Bluefield Daily Telegraph, Bluefield, WV

Local News

June 22, 2014

Wounded Warrior delivers heart-felt message at concert

BLUEFIELD — For the past year, Sal Gonzalez has been traveling around the country speaking on behalf of the Wounded Warrior Project. It was a fraternity that he entered on Oct. 31, 2004 when the Humvee he was traveling in was blown up. “Halloween,” he said.

“We were on a mission that was about as routine as any mission we could have been on,” he said. “The tape said it was 7:08 a.m.”

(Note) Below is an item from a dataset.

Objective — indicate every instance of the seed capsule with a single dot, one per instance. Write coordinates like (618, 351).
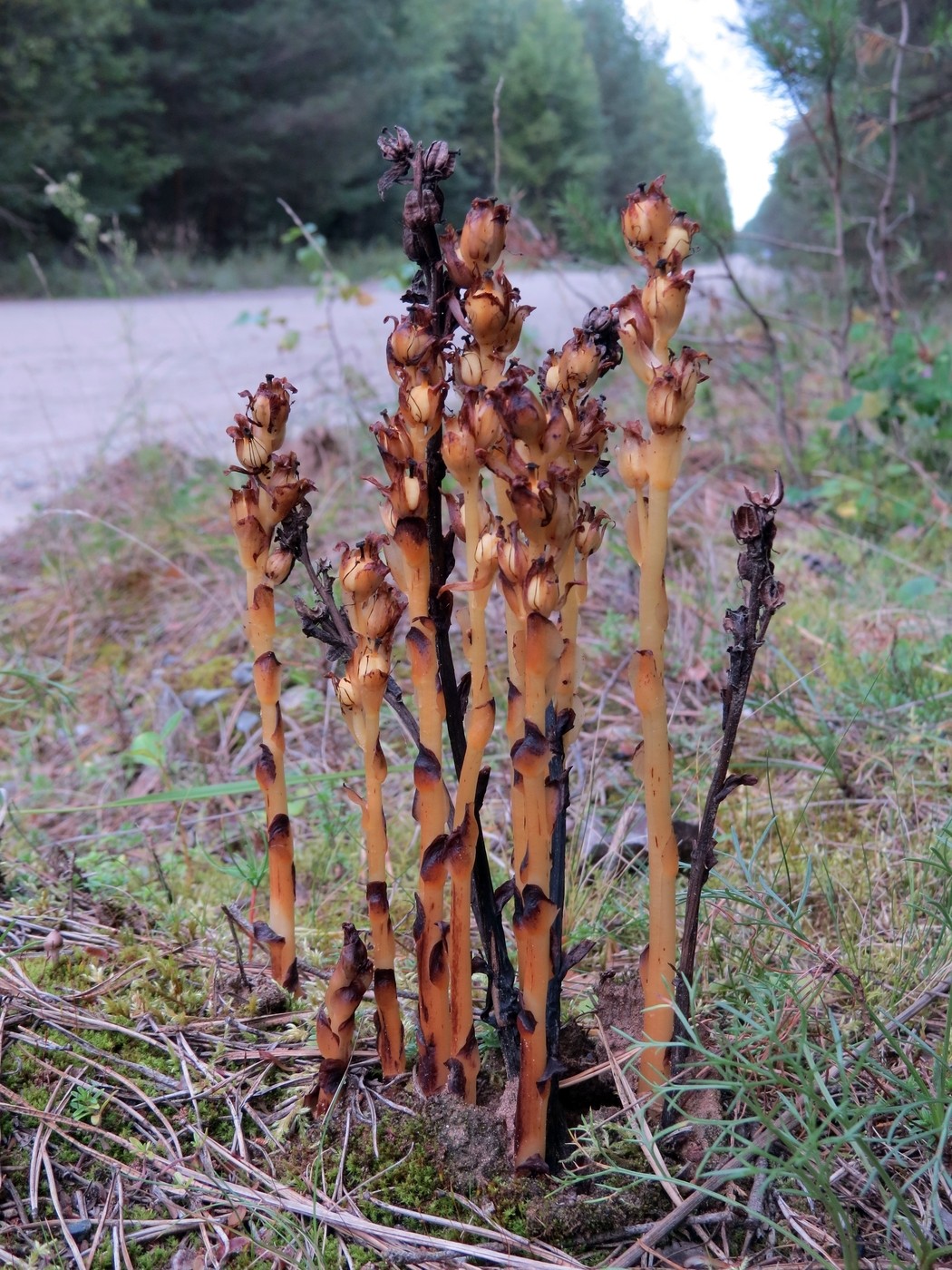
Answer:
(482, 237)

Gonzalez, 29, was serving with the 2nd Battalion, 5th Marine Division in Ramadi, Iraq at the time. He knew the enemy’s typical tactic was to use an IED to disable a vehicle, then to fire on the Marines as they exited the vehicle. “I started crawling up to man my machine gun when I knew my leg was hurt so I laid back down and let my Doc take care of it.”

Gonzalez said he went to sleep, “and I woke up about a week later in Bathesda, Md.,” he said. His platoon leader, First Lt. Matthew D. Lynch was killed in action in the same engagement. Gonzalez’s left leg was amputated below his knee.

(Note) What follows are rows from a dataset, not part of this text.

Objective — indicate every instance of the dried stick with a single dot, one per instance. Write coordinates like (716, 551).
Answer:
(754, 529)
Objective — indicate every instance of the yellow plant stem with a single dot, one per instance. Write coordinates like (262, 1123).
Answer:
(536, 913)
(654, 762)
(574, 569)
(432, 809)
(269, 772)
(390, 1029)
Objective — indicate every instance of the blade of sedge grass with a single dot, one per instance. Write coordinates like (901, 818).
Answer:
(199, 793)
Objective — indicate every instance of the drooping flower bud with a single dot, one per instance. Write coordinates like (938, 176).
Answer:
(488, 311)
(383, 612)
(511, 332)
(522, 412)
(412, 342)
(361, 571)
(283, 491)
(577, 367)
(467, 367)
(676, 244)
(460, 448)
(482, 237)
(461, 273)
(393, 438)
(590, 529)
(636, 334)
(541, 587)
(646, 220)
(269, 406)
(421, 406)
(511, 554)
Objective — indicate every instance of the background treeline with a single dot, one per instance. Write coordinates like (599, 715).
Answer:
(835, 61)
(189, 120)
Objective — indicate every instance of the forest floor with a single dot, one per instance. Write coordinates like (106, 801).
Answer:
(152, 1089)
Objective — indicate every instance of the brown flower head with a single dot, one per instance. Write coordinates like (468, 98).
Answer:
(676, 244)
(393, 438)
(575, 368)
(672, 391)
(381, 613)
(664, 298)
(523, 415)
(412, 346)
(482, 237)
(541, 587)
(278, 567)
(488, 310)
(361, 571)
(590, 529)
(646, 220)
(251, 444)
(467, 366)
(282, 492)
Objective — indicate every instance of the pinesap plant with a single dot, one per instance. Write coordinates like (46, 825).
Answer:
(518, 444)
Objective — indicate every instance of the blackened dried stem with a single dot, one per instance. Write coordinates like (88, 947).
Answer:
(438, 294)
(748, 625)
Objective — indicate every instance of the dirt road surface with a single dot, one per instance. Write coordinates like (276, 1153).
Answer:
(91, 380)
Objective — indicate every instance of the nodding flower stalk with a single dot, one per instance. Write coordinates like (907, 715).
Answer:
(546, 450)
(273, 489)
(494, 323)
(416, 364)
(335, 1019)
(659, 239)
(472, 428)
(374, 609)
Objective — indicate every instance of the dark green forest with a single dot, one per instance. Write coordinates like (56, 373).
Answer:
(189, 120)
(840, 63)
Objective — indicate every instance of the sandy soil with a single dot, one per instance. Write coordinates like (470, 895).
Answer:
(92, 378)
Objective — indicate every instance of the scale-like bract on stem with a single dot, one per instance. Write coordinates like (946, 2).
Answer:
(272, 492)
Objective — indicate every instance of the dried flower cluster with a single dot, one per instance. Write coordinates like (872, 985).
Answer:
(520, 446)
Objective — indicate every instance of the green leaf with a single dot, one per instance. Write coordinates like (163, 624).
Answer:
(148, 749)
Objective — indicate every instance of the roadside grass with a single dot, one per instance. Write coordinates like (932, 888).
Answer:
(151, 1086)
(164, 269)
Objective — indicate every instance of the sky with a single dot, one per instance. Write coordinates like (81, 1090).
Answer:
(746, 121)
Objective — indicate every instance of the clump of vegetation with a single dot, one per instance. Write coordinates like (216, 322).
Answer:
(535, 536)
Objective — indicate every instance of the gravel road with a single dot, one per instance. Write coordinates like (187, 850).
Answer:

“We had 15 guys in my company that were KIA,” Gonzalez said. “Ten of those guys, I knew personally. It was pretty rough.”

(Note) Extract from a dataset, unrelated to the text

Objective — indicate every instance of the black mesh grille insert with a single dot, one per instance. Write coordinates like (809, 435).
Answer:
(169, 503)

As a young man growing up in East Los Angeles, Calif., Gonzalez relied on music to keep him out of trouble. He said that he started playing guitar when he was 13 years old, and started writing songs at age 16. “I wasn’t very good then,” he confessed.

However, after he was discharged from the Marines, he wrote a song called, “Heroes,” about his experiences in the Marine Corps. “It was hard getting it out at first,” he said.

“A lot of guys can’t talk about it,” he said. “It’s hard for them to recall their stories. It has been a gift for me to be able to share my story.” He said that he tries to tell it in a different way so it won’t become stale. “A lot of guys and gals appreciate it.”

“He really did a good job when he shared his story with our sponsors at the barbecue Friday night,” Erik Robinson, executive director of the Second Chance Learning Center, said. Robinson and Billy Wagner developed the Second Chance Rocks the Two Virginias concerts as a project to benefit the entire community. “The people there were really moved by his presentation.”

Gonzalez and 2nd Lt. Tiffany Teubert have been traveling throughout the country to deliver a message of hope to other wounded warriors.

Gonzalez now lives in Nashville where he is pursuing his career in music. He’ll get a chance to take his music to a much bigger audience this year as a contestant on America’s Got Talent. For now, he seems content serving his fellow wounded warriors and the American public.